Do latim 'intueri', olhar para, contemplar.

Origem

Latim

Do verbo latino 'intueri', que significa olhar fixamente, contemplar, considerar, examinar.

Mudanças de sentido

Antiguidade Clássica e Idade Média

Conhecimento direto, apreensão imediata da verdade, muitas vezes associado à percepção divina ou à razão pura, em oposição ao conhecimento empírico ou discursivo.

Século XIX e XX

Capacidade de compreender ou conhecer algo instantaneamente, sem a necessidade de raciocínio lógico explícito. Ganha espaço em discussões sobre psicologia e filosofia da mente.

A intuição passa a ser estudada cientificamente, com debates sobre sua origem (inconsciente, experiência acumulada) e validade. A forma verbal 'intuem' é usada para descrever essa capacidade em sujeitos múltiplos.

Atualidade

Mantém o sentido de compreensão súbita, mas também pode ser usada em contextos mais informais para descrever um 'pressentimento' ou 'sexto sentido'.

Em discussões sobre criatividade e inovação, a intuição é frequentemente valorizada como fonte de novas ideias. A forma 'intuem' é empregada quando se fala de grupos ou de uma capacidade coletiva de percepção.

Primeiro registro

Idade Média

Registros em textos filosóficos e teológicos em português, refletindo a influência do latim e do pensamento escolástico. A forma verbal 'intuem' aparece em traduções e obras originais.

Momentos culturais

Renascimento

Filósofos como Nicolau de Cusa exploraram a intuição como via de acesso ao conhecimento divino, influenciando o uso da palavra em textos da época.

Romantismo

Valorização da intuição e do sentimento como fontes de conhecimento e expressão artística, contrastando com o racionalismo iluminista. Autores utilizam 'intuem' para descrever a percepção profunda de artistas e poetas.

Psicanálise

Sigmund Freud e Carl Jung discutiram o papel do inconsciente e da intuição na compreensão da psique humana, solidificando o uso da palavra em contextos psicológicos.

Comparações culturais

Contemporâneo

Inglês: 'they intuit' ou 'they have intuition'. A raiz latina é compartilhada, mas o uso em inglês pode ser mais restrito a contextos formais ou psicológicos. Espanhol: 'intuyen'. O uso é muito similar ao português, derivando diretamente do latim 'intueri' e mantendo um sentido próximo de percepção imediata. Francês: 'ils intuent' (raro) ou 'ils ont l'intuition'. O francês tende a preferir o substantivo 'intuition' ou outras construções.

Relevância atual

Atualidade

A palavra 'intuem' continua sendo uma forma verbal formal e precisa para descrever a capacidade de compreensão súbita e não racional. É encontrada em artigos científicos, debates filosóficos, e em discussões sobre criatividade, tomada de decisão e inteligência emocional. Sua relevância reside na sua capacidade de expressar um tipo específico de cognição que transcende a lógica pura.

Origem Etimológica

Século XIII - Deriva do latim 'intueri', que significa olhar fixamente, contemplar, considerar.
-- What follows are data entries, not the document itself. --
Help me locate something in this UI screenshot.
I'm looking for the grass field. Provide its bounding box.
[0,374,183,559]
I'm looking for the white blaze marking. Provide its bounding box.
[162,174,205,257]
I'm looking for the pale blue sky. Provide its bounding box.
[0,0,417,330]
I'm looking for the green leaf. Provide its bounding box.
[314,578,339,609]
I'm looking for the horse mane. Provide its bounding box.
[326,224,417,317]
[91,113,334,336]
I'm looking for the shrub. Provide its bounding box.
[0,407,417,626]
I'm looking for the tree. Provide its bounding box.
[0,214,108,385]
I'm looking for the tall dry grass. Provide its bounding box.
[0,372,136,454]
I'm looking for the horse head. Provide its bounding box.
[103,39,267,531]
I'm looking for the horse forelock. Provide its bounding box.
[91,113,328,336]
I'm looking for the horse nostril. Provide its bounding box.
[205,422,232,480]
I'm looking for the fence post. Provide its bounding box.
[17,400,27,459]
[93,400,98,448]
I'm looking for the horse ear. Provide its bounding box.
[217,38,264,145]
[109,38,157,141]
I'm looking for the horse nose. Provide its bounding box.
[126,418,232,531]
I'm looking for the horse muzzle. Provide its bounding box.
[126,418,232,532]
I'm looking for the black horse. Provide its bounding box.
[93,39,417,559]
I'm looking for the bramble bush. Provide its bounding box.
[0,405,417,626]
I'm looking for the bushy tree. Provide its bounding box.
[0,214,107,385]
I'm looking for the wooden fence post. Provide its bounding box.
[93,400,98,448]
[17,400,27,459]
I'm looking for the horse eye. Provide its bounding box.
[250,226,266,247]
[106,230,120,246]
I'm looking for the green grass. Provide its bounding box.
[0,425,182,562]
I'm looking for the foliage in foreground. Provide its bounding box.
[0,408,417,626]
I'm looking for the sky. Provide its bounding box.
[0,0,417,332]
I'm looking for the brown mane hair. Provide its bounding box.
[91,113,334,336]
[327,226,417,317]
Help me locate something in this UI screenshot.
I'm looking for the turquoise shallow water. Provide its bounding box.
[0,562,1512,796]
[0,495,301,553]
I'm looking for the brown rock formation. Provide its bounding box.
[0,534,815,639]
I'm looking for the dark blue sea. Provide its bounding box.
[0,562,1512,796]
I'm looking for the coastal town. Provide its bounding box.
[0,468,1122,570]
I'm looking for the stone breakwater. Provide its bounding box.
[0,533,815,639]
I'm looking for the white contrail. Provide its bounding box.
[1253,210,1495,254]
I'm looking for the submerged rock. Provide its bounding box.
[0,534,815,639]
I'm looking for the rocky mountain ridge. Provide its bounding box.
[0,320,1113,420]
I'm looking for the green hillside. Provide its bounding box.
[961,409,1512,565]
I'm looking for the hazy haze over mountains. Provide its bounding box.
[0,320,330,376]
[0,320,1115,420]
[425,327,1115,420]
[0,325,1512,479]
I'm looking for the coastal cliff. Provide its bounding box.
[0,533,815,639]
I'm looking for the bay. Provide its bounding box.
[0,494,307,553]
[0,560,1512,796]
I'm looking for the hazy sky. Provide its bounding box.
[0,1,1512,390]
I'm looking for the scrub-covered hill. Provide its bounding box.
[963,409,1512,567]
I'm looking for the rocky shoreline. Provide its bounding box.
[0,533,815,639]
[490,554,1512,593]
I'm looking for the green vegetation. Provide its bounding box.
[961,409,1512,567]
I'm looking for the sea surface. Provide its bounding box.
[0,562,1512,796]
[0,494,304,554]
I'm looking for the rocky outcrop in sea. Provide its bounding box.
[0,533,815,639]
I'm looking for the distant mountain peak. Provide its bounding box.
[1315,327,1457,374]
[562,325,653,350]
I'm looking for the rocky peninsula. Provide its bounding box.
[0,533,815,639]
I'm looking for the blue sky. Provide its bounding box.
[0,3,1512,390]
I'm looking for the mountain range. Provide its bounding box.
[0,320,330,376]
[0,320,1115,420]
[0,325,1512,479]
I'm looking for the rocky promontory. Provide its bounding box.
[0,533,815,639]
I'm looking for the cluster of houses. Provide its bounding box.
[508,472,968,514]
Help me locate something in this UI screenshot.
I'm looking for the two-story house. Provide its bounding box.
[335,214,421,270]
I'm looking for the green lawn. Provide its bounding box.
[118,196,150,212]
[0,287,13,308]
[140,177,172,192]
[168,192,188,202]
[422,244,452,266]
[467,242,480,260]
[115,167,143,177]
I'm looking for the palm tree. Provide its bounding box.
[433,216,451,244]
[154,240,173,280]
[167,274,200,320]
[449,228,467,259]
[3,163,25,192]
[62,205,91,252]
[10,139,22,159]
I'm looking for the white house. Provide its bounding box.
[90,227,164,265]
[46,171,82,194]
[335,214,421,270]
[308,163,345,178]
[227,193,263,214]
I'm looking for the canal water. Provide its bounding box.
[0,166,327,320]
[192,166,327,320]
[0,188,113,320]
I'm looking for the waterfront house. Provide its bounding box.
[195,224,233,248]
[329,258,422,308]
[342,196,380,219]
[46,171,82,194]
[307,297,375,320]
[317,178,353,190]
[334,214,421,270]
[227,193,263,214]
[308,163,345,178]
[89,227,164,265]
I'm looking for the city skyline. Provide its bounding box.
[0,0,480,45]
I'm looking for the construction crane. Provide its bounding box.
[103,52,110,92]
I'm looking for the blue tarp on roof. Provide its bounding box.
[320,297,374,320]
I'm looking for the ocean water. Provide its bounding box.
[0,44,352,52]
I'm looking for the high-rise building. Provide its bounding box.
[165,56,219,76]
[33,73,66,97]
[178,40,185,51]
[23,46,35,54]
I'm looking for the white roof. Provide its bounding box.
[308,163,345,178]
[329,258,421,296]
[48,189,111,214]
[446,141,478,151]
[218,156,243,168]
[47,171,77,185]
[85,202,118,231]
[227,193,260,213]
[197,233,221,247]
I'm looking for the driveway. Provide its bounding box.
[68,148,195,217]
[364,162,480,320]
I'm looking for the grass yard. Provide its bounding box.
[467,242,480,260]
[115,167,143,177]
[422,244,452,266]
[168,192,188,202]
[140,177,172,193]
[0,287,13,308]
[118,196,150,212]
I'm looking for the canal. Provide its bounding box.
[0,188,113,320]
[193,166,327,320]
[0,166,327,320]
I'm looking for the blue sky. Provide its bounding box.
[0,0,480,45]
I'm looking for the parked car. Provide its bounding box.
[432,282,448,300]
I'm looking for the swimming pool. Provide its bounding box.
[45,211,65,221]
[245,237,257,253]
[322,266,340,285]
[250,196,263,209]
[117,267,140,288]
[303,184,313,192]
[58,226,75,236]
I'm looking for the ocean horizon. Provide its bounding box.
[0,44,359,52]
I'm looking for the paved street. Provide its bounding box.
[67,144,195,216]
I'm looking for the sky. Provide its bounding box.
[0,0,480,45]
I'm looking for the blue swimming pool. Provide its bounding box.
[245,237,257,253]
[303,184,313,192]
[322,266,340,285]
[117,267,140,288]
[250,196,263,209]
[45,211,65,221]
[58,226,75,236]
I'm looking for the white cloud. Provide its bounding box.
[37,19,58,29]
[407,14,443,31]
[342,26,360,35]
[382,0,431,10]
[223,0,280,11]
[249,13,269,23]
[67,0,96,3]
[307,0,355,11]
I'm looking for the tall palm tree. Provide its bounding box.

O verbo latino deu origem ao verbo italiano 'intuire' e, posteriormente, ao português 'intuir'.

Entrada e Evolução no Português

Idade Média/Renascimento - O verbo 'intuir' e suas conjugações, como 'intuem', começam a ser registrados em textos em português, refletindo o conhecimento filosófico e teológico da época, onde a intuição era vista como uma forma de conhecimento direto e imediato, muitas vezes ligada ao divino ou à razão pura.

Uso Moderno e Contemporâneo

Século XIX até a Atualidade - A palavra 'intuem' mantém seu uso formal, referindo-se à capacidade de compreender ou conhecer algo instantaneamente, sem a necessidade de raciocínio lógico explícito. É comum em contextos acadêmicos, filosóficos e psicológicos, e também no uso cotidiano para descrever percepções súbitas.

intuem

Do latim 'intueri', olhar para, contemplar.